# St Barts Forums > Getting To St Barts Forum - Airlines, Ferry Service, Charters >  >  Winair/USAIR

## andynap

Even if you buy your tickets separately, Winair will check your bags thru on USAIR so that you do not have to go thru immigration and can use the security next to the Transfer Desk. You must have your USAIR boarding passes tho.

----------


## tim

Did Winair issue your US Air boarding passes?

----------


## andynap

Yes but I had them already

----------


## EasyTime2

On our November return to the US from SBH Winair issued our USAirways tickets at Gustavia.  But, at SXM, the USAirways desk called our name and they re-issued us USAiways tickets with their name on the ticket rather than Winair.  Seems like things are changing all the time.

----------


## andynap

> On our November return to the US from SBH Winair issued our USAirways tickets at Gustavia.  But, at SXM, the USAirways desk called our name and they re-issued us USAiways tickets with their name on the ticket rather than Winair.  Seems like things are changing all the time.



Yes but since I had printed the USAIR passes already I didn't use Winair's so I don't know if that would have happened. I intend to print the passes myself in the future. You never know when Winair will stop doing it.

----------


## cec1

I'm eager to see for how long the interline agreement between USAir and WinAir will continue in the era of USAir as "the new American Airlines."

----------


## andynap

Going down, the USAIR crew really pushed their credit card hard and the "duty free" stuff they were selling. I was getting annoyed at all the announcements.
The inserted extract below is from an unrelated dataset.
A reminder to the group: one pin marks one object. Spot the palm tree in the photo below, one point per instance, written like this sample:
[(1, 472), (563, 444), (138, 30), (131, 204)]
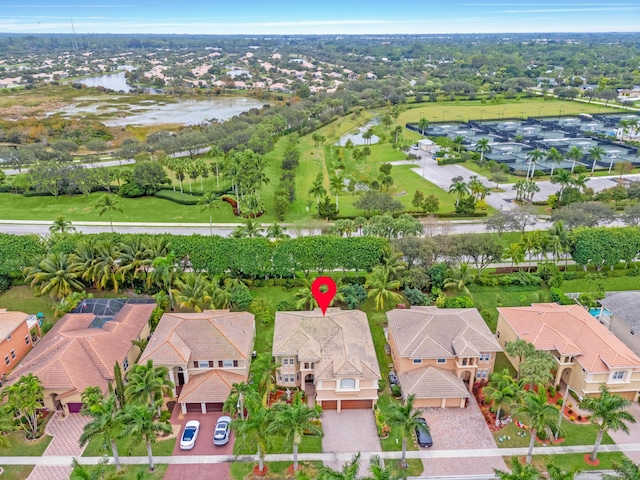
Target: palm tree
[(305, 298), (380, 472), (147, 384), (555, 157), (459, 277), (610, 411), (555, 472), (349, 470), (595, 153), (317, 188), (105, 267), (139, 425), (56, 274), (254, 433), (165, 273), (241, 394), (105, 424), (81, 472), (423, 124), (518, 471), (381, 287), (564, 178), (483, 147), (293, 421), (534, 156), (24, 397), (408, 419), (108, 204), (502, 390), (192, 291), (61, 225), (575, 155), (625, 470), (277, 232), (336, 184), (209, 201), (460, 188), (539, 414)]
Coming home not so much.

----------


## marybeth

Yes, it was like flying in a commercial.

----------


## cec1

I had the same experience recently on the SXM to CLT route . . . it was like the flight attendants had a commission-based compensation structure.

----------


## tim

They *do* get commission on those sales, thus the pressure.

----------


## cec1

Voila!  You've explained a lot, Tim!

----------


## tim

I don't care for the constant promotion during flights, but I think you can soon look for the practice all over the new A/A.

----------


## marybeth

> They *do* get commission on those sales, thus the pressure.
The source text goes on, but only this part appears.